Por Álvaro Vargas Llosa
El martes, Mahmud Abbas, el Presidente de los palestinos, cumplió la amenaza de firmar una quincena de convenciones y tratados internacionales, algo que su “estatus” de Estado observador en la ONU -alcanzado en noviembre de 2012 en contra de la opinión de EE.UU. e Israel- le autoriza a hacer. El argumento -que Israel no ha liberado a 26 presos de larga data a los que se había comprometido a sacar de la cárcel- fue un pretexto. La verdadera razón es que desde julio, cuando un reelecto Obama planteó un nuevo intento por impulsar la negociación entre las partes tras el desastre del plan llevado a cabo durante su primera administración, Israel ha intensificado la construcción de asentamientos en los territorios ocupados y ha enviado claras señales de que su estrategia de hacer inviable un Estado palestino sigue viento en popa.

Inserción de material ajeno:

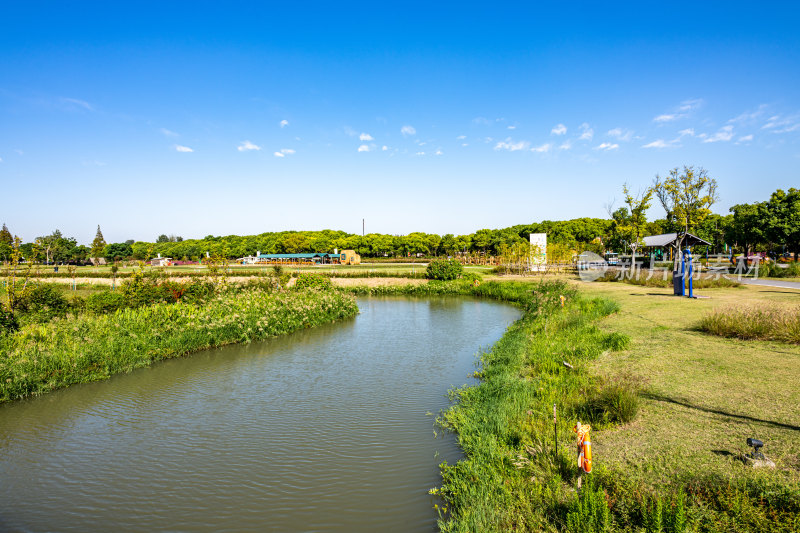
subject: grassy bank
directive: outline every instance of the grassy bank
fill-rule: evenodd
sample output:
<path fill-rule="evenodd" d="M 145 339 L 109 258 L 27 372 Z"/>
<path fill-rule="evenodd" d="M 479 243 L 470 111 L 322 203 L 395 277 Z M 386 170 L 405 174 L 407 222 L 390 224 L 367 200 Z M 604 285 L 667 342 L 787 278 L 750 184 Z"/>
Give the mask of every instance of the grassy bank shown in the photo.
<path fill-rule="evenodd" d="M 716 309 L 796 306 L 800 292 L 713 288 L 691 300 L 621 283 L 579 290 L 617 302 L 620 311 L 598 325 L 631 339 L 628 349 L 601 354 L 592 371 L 645 384 L 632 423 L 593 435 L 609 501 L 629 502 L 635 516 L 642 495 L 652 504 L 654 494 L 669 501 L 682 491 L 690 531 L 800 531 L 800 347 L 698 329 Z M 765 442 L 775 469 L 739 460 L 752 450 L 748 437 Z"/>
<path fill-rule="evenodd" d="M 0 336 L 0 402 L 106 379 L 154 361 L 283 335 L 357 314 L 335 291 L 223 293 L 203 304 L 178 302 L 109 315 L 31 324 Z"/>
<path fill-rule="evenodd" d="M 579 415 L 595 424 L 623 416 L 613 398 L 603 407 L 601 400 L 612 387 L 587 370 L 603 351 L 626 345 L 624 336 L 603 333 L 593 324 L 616 306 L 581 299 L 563 283 L 518 285 L 531 294 L 525 316 L 483 354 L 481 383 L 454 391 L 457 403 L 440 419 L 457 433 L 466 454 L 455 465 L 442 465 L 443 485 L 435 492 L 446 502 L 439 524 L 443 531 L 563 527 L 577 476 L 570 428 Z M 561 416 L 557 455 L 554 403 Z"/>
<path fill-rule="evenodd" d="M 432 491 L 444 500 L 443 531 L 800 529 L 800 391 L 783 386 L 780 400 L 763 397 L 785 383 L 778 367 L 794 369 L 797 358 L 753 357 L 758 349 L 728 358 L 740 346 L 712 338 L 719 346 L 708 349 L 696 329 L 716 295 L 739 300 L 749 287 L 664 300 L 666 292 L 628 284 L 589 284 L 583 295 L 557 283 L 527 286 L 552 295 L 525 306 L 483 354 L 481 383 L 454 391 L 457 403 L 441 416 L 466 454 L 442 465 L 442 487 Z M 564 308 L 555 294 L 566 296 Z M 632 319 L 645 309 L 646 318 Z M 595 448 L 580 496 L 578 420 L 593 426 Z M 748 436 L 769 442 L 775 471 L 737 460 Z"/>

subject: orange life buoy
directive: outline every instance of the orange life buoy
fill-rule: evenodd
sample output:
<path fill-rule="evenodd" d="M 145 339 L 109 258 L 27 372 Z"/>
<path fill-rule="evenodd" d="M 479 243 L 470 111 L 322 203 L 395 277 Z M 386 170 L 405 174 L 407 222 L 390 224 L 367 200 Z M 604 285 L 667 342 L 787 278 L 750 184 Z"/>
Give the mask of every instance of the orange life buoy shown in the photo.
<path fill-rule="evenodd" d="M 575 432 L 578 434 L 578 468 L 586 472 L 592 473 L 592 441 L 589 438 L 589 431 L 592 426 L 582 426 L 580 422 L 575 426 Z"/>

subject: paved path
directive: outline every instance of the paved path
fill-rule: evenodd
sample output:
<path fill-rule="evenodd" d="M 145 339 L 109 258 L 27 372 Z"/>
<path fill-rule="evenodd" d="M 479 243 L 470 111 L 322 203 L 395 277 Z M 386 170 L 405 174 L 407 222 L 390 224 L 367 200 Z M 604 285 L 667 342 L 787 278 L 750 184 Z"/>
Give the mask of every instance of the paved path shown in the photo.
<path fill-rule="evenodd" d="M 762 285 L 764 287 L 776 287 L 779 289 L 797 289 L 800 291 L 800 283 L 796 281 L 781 281 L 779 279 L 736 279 L 735 277 L 731 277 L 730 279 L 738 281 L 744 285 Z"/>

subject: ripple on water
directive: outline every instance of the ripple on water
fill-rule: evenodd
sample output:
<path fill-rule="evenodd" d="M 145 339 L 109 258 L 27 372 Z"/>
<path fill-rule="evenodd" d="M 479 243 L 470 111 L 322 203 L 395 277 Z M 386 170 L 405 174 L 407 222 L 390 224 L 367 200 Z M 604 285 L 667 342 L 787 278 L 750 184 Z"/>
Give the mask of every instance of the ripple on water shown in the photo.
<path fill-rule="evenodd" d="M 359 306 L 355 320 L 3 406 L 0 529 L 431 530 L 427 490 L 458 451 L 427 413 L 519 312 Z"/>

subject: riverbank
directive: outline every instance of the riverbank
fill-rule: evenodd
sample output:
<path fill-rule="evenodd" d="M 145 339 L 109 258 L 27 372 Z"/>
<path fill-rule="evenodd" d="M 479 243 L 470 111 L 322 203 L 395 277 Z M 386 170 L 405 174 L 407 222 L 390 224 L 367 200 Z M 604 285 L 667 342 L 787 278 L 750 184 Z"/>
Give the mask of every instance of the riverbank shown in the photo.
<path fill-rule="evenodd" d="M 0 336 L 0 402 L 357 313 L 355 298 L 341 292 L 251 289 L 222 293 L 202 304 L 156 304 L 31 324 Z"/>
<path fill-rule="evenodd" d="M 441 423 L 466 458 L 442 465 L 432 491 L 444 500 L 442 531 L 800 529 L 800 352 L 696 328 L 727 301 L 790 295 L 746 287 L 689 300 L 628 284 L 571 285 L 558 289 L 564 308 L 526 313 L 482 355 L 478 386 L 453 392 Z M 595 450 L 580 497 L 577 421 L 592 425 Z M 776 470 L 738 460 L 747 437 L 769 443 Z"/>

En sus primeros cuatro años Obama empeñó mucho capital en impulsar la negociación pero todo acabó en un fiasco cuando él y Benjamín Netanyahu se enfrentaron públicamente en la Casa Blanca. Obama había iniciado su gobierno con gestos hacia el mundo árabe y había puesto como referencia para una nueva negociación el regreso a las fronteras de 1967, un tema tabú para Israel, además de exigir el congelamiento de la colonización de los territorios ocupados. Al verse colocado contra las cuerdas por Obama, Netanyahu activó al lobby pro-israelí en Washington para hacer naufragar la iniciativa estadounidense. Estados Unidos tuvo que retroceder.
Al iniciarse la segunda administración, Kerry nombró al diplomático Martin Indyk, un duro detractor del gobierno demócrata en los cuatro años anteriores, como representante de EE.UU. de cara a un nuevo plan. Washington dejó de lado la premisa del regreso a las fronteras de 1967 y mantuvo en la ambigüedad la anterior condición relacionada con el congelamiento de los asentamientos. La idea era que todo esto ayudaría a Netanyahu, obligado a entregar trofeos a la organización de ultraderecha Casa Judía que forma parte de su coalición, a dar pasos concretos en favor de un acuerdo. Pero eso no ocurrió: desde que Kerry anunció formalmente la nueva iniciativa negociadora, se han levantado más de 10 mil edificaciones y las licitaciones no han parado. Además, Netanyahu, bajo presión de Casa Judía, que amenazó con salirse de la coalición y hacer caer al gobierno, dio marcha atrás en el calendario de liberación de presos palestinos. Todo esto es lo que ha llevado a Abbas a dar el paso simbólico pero importante de firmar acuerdos internacionales como Estado observador de la ONU. A pesar de ello, sin embargo, se ha visto, desde su extrema debilidad, obligado a mantener cierta cautela, confirmando que por ahora no retomará el esfuerzo por conseguir el “estatus” de Estado de pleno derecho al que aspira.
A estas alturas, Kerry maniobra intensamente para dar apariencia de bache transitorio a lo que es, a todas luces, el fracaso de este proceso. Ni Netanyahu quiere un acuerdo de paz ni la correlación de fuerzas al interior de Israel lo permite. Y Obama ya aprendió en su primera administración que quien pone a Israel contra las cuerdas acaba perdiendo el pulso, debido -a su vez- a la correlación de fuerzas dentro de Estados Unidos en todo lo tocante a Medio Oriente. EE.UU. e Israel desperdician así una oportunidad dorada de negociar un acuerdo definitivo con el más moderado y fiable líder palestino surgido en mucho tiempo.